Mais l’affreux kandoo pesait toujours sur les malheureux époux dont l’union restait stérile. Et pourtant, tous les jours, ils allaient au petit temple du lac déposer une offrande de sempés et faire leurs prières.

Enfin, à force de supplications, la déesse se laissa toucher, et la jeune femme devint mère d’une charmante petite fille.

L’enfant grandit peu à peu et atteignit une beauté surhumaine.

C’était plus que la grâce, c’était un charme indéfinissable, étrange, un de ces types nobles et séduisants, qui effraient et attirent, qui dominent et passionnent, créatures fatales qu’on adore à genoux et dont l’amour fait mourir.

À ces attraits du corps, la jeune fille joignait un caractère parfait et une intelligence des plus vives.

Inutile de dire que, sous prétexte d’acheter des gâteaux, tous les jeunes gens d’Yeddo encombraient la modeste boutique de la belle pâtissière.

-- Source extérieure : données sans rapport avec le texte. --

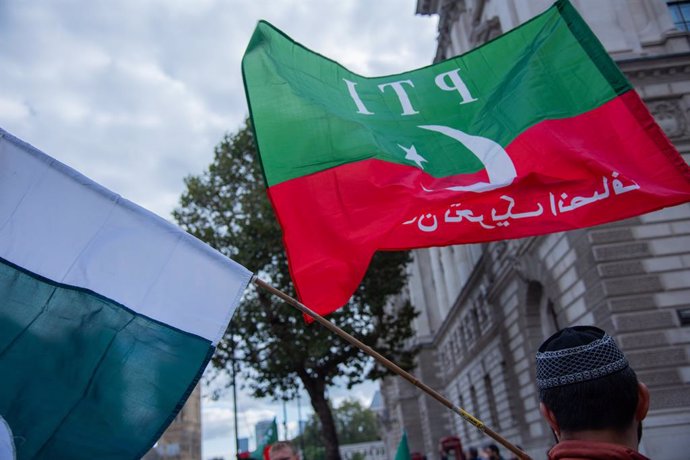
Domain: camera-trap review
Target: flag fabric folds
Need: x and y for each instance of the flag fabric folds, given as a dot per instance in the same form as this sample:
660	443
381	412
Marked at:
108	313
537	131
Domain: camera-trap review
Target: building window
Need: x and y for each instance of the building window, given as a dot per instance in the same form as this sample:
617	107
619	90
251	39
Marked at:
680	13
491	400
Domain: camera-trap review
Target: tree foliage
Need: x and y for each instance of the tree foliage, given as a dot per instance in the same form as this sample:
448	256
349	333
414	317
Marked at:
227	206
354	424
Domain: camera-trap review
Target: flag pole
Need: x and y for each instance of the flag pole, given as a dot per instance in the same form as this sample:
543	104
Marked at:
392	367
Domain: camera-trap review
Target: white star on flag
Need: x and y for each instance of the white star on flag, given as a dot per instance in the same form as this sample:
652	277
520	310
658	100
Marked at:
412	155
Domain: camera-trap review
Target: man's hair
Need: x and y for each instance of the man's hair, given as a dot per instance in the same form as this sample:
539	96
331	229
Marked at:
282	445
606	402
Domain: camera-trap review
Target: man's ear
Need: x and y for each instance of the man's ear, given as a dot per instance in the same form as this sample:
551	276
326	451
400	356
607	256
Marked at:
642	402
550	418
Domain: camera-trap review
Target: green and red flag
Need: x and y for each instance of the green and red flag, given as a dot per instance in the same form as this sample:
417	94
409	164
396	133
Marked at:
537	131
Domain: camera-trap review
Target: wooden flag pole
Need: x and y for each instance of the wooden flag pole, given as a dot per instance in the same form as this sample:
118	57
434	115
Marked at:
392	367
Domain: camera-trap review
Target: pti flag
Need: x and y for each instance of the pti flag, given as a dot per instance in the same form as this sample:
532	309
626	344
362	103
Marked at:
108	313
535	132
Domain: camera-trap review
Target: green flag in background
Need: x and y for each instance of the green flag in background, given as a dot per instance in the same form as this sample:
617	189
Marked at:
403	452
263	442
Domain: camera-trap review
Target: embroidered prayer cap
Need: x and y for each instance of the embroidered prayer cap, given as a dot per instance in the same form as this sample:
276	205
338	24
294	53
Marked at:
577	354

Les rues de la ville retentissaient d’une chanson qu’on avait faite pour elle.


Assise, c’est la pivoine herbacée ;
Debout, c’est la pivoine en arbre ;
Quand elle marche, c’est le lotus.


La vertu de la jeune fille paraissait beaucoup souffrir de tous ces empressements : aussi demandait-elle souvent à ses parents de la dispenser de figurer au magasin.

Jamais on ne mangea tant de sempés dans la capitale des Shiogouns.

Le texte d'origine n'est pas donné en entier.